Bei diesen Zertifikaten erhält der Anleger am Ende der Laufzeit eine Bonuszahlung, wenn der Basiswert – also etwa eine Aktie oder ein Index wie der Dax – eine festgeschriebene Schwelle nicht berührt oder überschritten hat. Durch den Bonus können so leichte Verluste am Laufzeitende doch noch ausgeglichen werden. Daher die Bezeichnung Teilschutzzertifikat. Wenn aber die Barriere in der Zwischenzeit berührt wurde, ist der Bonus – und damit auch der Teilschutz – passé.
Die missverständliche oder beschönigende Etikettierung von Anlageprodukten ist auf den Zertifikatemarkt nichts Neues. „Wir beobachten sowas schon lange Zeit. Ein Beispiel: Die Protect-Aktienanleihe auf HeidelbergCement von HSBC Trinkaus. Das Wort Protect verspricht Schutz, Anleihe klingt nach fester Verzinsung und solider Anlage. Im Grunde handelt es ich bei dem Produkt jedoch um ein Bonus-Zertifikat.“ Die Marketing-Idee des Emittenten: Der Bonus, der Anlegern winkt, wenn sich der Basiswert innerhalb des definierten Kurskorridors hält, soll dazu dienen, leichte Verluste auszugleichen. Daher die Bezeichnung „Protect“. Aber auch hier gilt, dass der vermeintliche Schutz sofort weg ist, wenn der Kurs des Basiswertes den erwähnten Korridor verlässt
Gibt es eine Barriere, also einen Kurs, den der Basiswert nicht unterschreiten darf, kommt ein weiterer Effekt hinzu. Derartige Zertifikate verlieren deutlich stärker an Wert, je näher der Basiswert der Barriere kommt. Das liegt an der Konstruktion mit unterlegten Optionsscheinen, deren Kurs sich unmittelbar aus der Nähe zur Barriere und der Volatilität errechnet. Das heißt, dass das Zertifikat schon vor dem Reißen der Barriere deutlich im Minus liegt. „Hier entsteht der Eindruck, es gebe eine Barriere und unterhalb davon würde dem Anleger nichts passieren“, kritisiert Perovic. „Tatsächlich soll es ein Teilschutz sein, der Verluste bis zur Barriere ausgleicht. Aber es passiert schon vorher was. Denn je näher der Kurs des Zertifikats der Barriere kommt, umso höher wird das Delta, also der Hebel.“ Je näher an der Barriere, umso riskanter ist es also für den Anleger. Wer solche Zertifikate kauft, sollte also immer auf möglichst großen Abstand zur Barriere achten.

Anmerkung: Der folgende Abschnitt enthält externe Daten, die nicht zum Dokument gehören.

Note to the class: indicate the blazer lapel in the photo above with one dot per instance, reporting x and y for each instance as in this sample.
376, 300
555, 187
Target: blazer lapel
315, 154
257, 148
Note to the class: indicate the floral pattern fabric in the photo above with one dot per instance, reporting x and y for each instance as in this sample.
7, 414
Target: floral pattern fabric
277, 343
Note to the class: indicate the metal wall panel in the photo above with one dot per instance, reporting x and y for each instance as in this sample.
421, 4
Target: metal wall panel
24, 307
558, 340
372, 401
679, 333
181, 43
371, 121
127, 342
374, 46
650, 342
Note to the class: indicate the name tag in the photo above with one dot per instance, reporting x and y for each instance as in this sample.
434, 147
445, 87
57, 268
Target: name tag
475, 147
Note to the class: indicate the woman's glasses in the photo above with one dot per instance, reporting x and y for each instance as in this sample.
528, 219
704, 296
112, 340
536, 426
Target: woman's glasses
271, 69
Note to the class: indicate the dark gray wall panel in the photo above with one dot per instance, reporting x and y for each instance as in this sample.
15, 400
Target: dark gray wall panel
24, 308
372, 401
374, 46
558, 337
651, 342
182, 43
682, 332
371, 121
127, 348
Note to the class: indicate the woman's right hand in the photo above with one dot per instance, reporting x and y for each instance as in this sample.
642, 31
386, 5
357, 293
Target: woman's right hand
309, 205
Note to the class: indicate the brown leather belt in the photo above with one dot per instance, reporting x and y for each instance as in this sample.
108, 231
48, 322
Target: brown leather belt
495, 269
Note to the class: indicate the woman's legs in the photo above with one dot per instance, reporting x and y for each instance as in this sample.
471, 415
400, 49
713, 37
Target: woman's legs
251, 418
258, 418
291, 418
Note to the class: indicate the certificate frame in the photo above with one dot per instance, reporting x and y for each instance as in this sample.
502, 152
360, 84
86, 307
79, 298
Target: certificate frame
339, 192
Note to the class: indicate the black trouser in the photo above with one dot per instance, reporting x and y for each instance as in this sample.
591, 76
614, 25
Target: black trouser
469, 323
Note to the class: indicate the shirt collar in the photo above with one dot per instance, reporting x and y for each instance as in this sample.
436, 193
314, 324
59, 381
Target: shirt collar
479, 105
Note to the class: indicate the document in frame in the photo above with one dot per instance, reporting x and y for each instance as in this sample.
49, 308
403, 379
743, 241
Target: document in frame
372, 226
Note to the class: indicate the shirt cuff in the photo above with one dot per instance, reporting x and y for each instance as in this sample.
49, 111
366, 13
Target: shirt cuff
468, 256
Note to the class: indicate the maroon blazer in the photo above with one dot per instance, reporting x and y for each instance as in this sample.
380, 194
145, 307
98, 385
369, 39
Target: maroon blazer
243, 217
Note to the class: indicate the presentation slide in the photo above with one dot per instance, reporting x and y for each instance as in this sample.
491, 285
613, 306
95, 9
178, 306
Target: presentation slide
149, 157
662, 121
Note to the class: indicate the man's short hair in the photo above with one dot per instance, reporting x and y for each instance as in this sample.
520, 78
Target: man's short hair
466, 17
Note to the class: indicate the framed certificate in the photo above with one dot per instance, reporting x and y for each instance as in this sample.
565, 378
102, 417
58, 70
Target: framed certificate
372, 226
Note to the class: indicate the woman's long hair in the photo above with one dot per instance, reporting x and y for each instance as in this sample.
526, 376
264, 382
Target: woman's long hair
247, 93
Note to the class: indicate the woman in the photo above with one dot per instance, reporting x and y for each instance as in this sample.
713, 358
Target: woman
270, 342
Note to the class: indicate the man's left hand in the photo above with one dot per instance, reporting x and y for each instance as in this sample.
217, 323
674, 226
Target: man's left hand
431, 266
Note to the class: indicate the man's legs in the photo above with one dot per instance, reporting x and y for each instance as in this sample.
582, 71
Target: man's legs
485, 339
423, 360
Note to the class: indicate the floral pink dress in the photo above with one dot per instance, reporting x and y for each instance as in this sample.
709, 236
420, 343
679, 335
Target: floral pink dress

Gewinne begrenzen, Verluste zulassen
Bei Zertifikaten, deren Gewinne durch ein sogenanntes Cap nach oben „gedeckelt“, also begrenzt sind, macht es einen großen Unterschied, ob diese Schwelle nur am Stichtag zum Laufzeitende betrachtet wird, oder ob dieser Deckel über die gesamte Laufzeit betrachtet wird. Ein Beispiel dafür ist etwa die Bonus Capped Anleihe, die von Emittenten auch als „Aktienanleihe Protect“ oder Protect Multi oder Barrier Aktienanleihe beworben wird. „Klingt ja toll, aber das einzige, was hier protegiert wird, ist die Beteiligung nach oben“, sagt Analyst Perovic. „Das Tückische an dieser Konstruktion: Sollte das Papier die Kursschwelle während der Laufzeit nur einmal berühren, nimmt der Anleger die Verluste eins zu eins mit. Der Risikopuffer aus dem Bonus ist dann aufgebraucht – es gibt ihn auch nicht mehr, wenn sich der Basiswert bis zum Laufzeitende erholt. Von Schutz kann dann keine Rede mehr sein.“
Als Lehre für den Anleger bleibt unter dem Strich nur die gründliche Vorbereitung vor einem Investment. Zunächst muss er sich über sein Anlageziel und seine Investmentidee im Klaren sein. Zudem muss er seine Risikoneigung und Kapitalmarkterfahrung hinterfragen. Grundsätzlich ist auch ein Zertifikateanteil im Depot von mehr als zehn Prozent nicht zu empfehlen. Ist dann eine Vorsortierung der in Frage kommenden Zertifikate erfolgt, kommt der Anleger nicht umhin, die Verkaufsprospekte der Emittenten gründlich zu durchforsten. Hier gilt eine alte Börsenweisheit: Kaufe kein Finanzprodukt, das du nicht verstehst. Und nichts anderes sagt ja sogar der Verband der Zertifikate-Industrie, der DDV.